Nous reproduisons ici la chronique mensuelle « Palestine » publiée dans le numéro de décembre de la revue Démocratie&Socialisme.

Les faits

Le 15 novembre 2011, 6 activistes défient la ségrégation hypocrite existant dans les transports en commun desservant les territoires palestiniens occupés. L’hypocrisie est en effet patente : « Bien qu’il ne soit pas officiellement interdit aux Palestiniens d’utiliser les transports publics israéliens en Cisjordanie, ces lignes sont de fait ségréguées puisque beaucoup d’entre elles passent par des colonies (par définition illégales) exclusivement juives, dont un décret militaire interdit l’entrée aux Palestiniens. [1] » La ligne choisie est la ligne 148 de la compagnie Egged, l’arrêt d’embarquement celui de la colonie de Psagot, la destination Jérusalem. Dès l’arrêt, les réactions des voyageurs juifs sont, disons consternantes [2]. Les deux premiers bus qui passent ralentissent, puis continuent sans s’arrêter. Lorsque le troisième s’arrête, les six activistes y montent, accompagnés d’un policier israélien et d’une vingtaine de journalistes. Ils ne parviennent pas à destination : le bus est immobilisé au « check point » de Hizma, situé à l’entrée de la colonie juive de Pisgat Zeev, à Jérusalem-Est ; les voyageurs de la liberté en sont extirpés et mis en état d’arrestation. Ils sont libérés le soir même. Leur courageuse initiative est à saluer, mais elle ne semble guère avoir retenu l’attention des grands médias occidentaux, même si elle se réfère à un précédent prestigieux.

La référence historique

La forme d’action mise en œuvre reprend celle du Mouvement pour les Droits Civiques des Noirs américains il y a cinquante ans : le 4 mai 1961, un groupe de sept Noirs américains accompagnés par six militants blancs prirent place, à Washington, DC, dans deux bus à destination de la Nouvelle Orléans. Si la Cour Suprême avait déclaré en 1946 que les voyages entre les États devaient être libres de ségrégation raciale, cet arrêt était loin d’être appliqué partout. Les premiers « voyageurs de la liberté » ne parvinrent pas à destination : ils se heurtèrent à la violence en Caroline du Sud, et surtout en Alabama, où l’un des bus fut détruit par le feu.

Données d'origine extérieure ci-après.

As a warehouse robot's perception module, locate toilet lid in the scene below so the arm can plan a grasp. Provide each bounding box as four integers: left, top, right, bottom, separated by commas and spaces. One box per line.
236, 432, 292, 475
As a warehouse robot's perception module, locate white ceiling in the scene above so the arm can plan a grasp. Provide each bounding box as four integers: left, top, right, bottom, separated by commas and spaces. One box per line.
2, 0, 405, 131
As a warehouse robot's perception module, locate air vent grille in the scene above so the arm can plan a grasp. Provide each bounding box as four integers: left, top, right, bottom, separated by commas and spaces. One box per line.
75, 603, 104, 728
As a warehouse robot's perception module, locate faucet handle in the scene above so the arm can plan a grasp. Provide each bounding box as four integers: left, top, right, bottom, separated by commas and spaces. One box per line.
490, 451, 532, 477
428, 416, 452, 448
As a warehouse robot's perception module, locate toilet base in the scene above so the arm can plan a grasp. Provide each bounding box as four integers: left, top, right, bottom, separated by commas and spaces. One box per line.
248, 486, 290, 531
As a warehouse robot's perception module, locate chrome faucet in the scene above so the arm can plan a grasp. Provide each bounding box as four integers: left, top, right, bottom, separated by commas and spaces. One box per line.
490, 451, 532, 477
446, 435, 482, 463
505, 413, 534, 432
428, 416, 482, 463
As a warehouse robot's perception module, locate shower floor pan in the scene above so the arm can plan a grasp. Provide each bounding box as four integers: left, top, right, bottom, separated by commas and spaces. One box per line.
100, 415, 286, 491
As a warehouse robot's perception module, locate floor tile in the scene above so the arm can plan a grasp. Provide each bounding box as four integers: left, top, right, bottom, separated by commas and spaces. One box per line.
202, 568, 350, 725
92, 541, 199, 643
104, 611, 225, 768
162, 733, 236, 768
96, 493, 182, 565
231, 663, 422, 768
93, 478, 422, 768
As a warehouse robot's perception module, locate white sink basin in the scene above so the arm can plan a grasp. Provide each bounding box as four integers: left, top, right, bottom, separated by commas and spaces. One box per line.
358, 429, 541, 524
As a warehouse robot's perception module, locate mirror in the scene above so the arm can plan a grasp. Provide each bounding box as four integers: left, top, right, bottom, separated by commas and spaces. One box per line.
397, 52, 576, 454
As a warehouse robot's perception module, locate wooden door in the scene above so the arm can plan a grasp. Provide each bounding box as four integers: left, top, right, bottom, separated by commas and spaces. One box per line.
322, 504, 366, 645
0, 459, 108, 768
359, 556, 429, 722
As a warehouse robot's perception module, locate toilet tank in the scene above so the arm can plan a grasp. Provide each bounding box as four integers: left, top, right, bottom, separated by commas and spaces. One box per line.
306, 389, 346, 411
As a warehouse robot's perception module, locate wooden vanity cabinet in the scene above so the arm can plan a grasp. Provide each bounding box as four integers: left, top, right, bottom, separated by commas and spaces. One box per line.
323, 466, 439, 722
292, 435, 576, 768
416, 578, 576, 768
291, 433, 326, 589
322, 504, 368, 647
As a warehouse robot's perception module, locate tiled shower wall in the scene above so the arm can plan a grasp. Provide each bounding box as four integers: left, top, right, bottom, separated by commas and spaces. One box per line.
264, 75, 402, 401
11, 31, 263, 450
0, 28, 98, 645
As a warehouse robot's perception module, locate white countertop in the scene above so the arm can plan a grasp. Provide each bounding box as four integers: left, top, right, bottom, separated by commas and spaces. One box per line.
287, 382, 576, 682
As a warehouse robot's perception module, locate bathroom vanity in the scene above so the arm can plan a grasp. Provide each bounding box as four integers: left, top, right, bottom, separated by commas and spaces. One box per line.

Un second groupe, de 10 personnes, partit de Nashville : arrestations, refoulement et tabassages fut leur lot. Tel fut également le sort du troisième groupe, de 27 participants, qui prit le relais. Ces « voyages de la liberté » se poursuivirent néanmoins jusqu’en septembre, lorsque la loi fut enfin appliquée dans tous les Etats-Unis. [3]

Le débat palestinien

Les Palestiniens sont sensibles à l’évènement, qui provoque même un débat politique permettant de préciser les limites d’une analogie pouvant être trompeuse. C’est ainsi que Linah Alsaafin écrit :

« Nul doute que ce qu’on fait les six voyageurs de la liberté fut significatif. (…) L’apartheid est très vivant en Palestine occupée. C’est la réalité que nous respirons par nos poumons congestionnés tous les jours de nos vies éveillées.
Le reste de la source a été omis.